Um dos atendimentos realizados na clínica foi exemplar quanto ao trabalho que precisa ser realizado com os pais e com a criança em relação a essa demanda inicial e de que cada caso seguirá à sua maneira, ao seu tempo. Uma mãe, que pedia por atendimento para sua filha com atraso escolar atribuído a um quadro de anóxia ao nascimento, vinha às sessões reservadas para escutá-la, e as questões envolvendo sua filha logo davam lugar à sua própria história, seus relacionamentos, separação do pai da menina... Enquanto do lado da criança, pouco se produzia. Havia dificuldade da leitura, mas nada acentuada - revelando mais uma angústia da mãe em relação à situação do nascimento e que agora parecia se demonstrar, do que algo propriamente do lado da criança. A mãe fazia tratamento psicoterapêutico em outro espaço, mas, mesmo assim, os atendimentos com ela eram cheios de conteúdos próprios. Foi um ano de trabalho com as duas para se evidenciar a demanda e tomar uma posição quanto a quem se destinava a análise e este momento culminou quando a mãe, durante a sessão comentou "eu falo aqui coisas que nunca falei para ninguém antes". A partir de então o atendimento da criança se encerrou, não sendo verificada necessidade de encaminhamento, e a análise da mãe prosseguiu. Portanto, quando a demanda inicial nos chega, é imprevisível no que irá se desdobrar, mesmo que a criança venha com um diagnóstico e encaminhamento médicos definidos.
Em relação a isso, Pernambuco (2006), que trabalha em uma instituição psicanalítica para atendimento de crianças em Recife, destaca o fato de atender famílias para as quais a patologia, o diagnóstico e a classificação da deficiência passam a definir o sujeito, recobrindo e reduzindo suas potencialidades, transmitindo-lhes marcas que podem produzir significações para toda a vida. Tem sido percebido o quão mais fácil parece ser para os pais falar e dirigir as atenções aos defeitos e aos sintomas esquisitos dos filhos do que falar da dor do confronto com os limites das suas crianças. Trabalhar permitindo que estes sujeitos - pais e crianças - possam construir algo juntos, dentro das possibilidades apresentadas pela criança, poderá ser um caminho viável para transformar o ideal e constituir soluções possíveis no campo das relações familiares. Ao deixar-se surpreender e valorizar o que de singular na forma de ser da criança emerge no encontro, pode ser um caminho para construir um novo olhar sobre esse filho (BATISTA, 2013; MEYER; BERLINCK, 2011; OLIVEIRA, 2006; PERNAMBUCO, 2006).

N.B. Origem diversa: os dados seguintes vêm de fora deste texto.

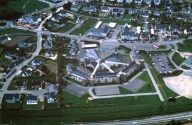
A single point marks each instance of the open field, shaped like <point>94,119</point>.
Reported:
<point>84,27</point>
<point>25,6</point>
<point>16,40</point>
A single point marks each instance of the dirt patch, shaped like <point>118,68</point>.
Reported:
<point>51,68</point>
<point>16,40</point>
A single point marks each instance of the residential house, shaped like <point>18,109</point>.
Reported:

Outro manejo importante é a tarefa de pensar o sintoma da criança sem cair numa vitimização, presente em diversos discursos como: são vítimas do desenvolvimento e do tempo (quando as manifestações de sofrimento que apresentam são justificadas unicamente pela fase de desenvolvimento em que se encontram, por questões hormonais, do crescimento etc.), vítimas da imaturidade e da falta de defesas, dos pais e da família, da sociedade, da escola, da instituição, entre outros (FERREIRA, 2004). Assim situá-las, impede-nos de pensar a posição que cada uma toma diante do que a determina, e de escutar o que o sintoma relatado pode estar comunicando de singular daquela criança e da sua implicação com o que é dito sobre ela (MEYER; BERLINCK, 2011; VORCARO, 1999). Para Batista (2013), é preciso cuidar também para não se cair na esfera da culpa, procurando quem seria o culpado por determinada problemática. É importante não perder de foco o modo como a criança é tocada por aquilo de que os outros acham que ela precisa se livrar. Nem sempre o que causa incômodo ao outro incomoda a criança, e às vezes o que causa incômodo à criança pode ser totalmente diferente do que incomoda aqueles que pedem por ela (BRITO, 2004; FERREIRA, 2004).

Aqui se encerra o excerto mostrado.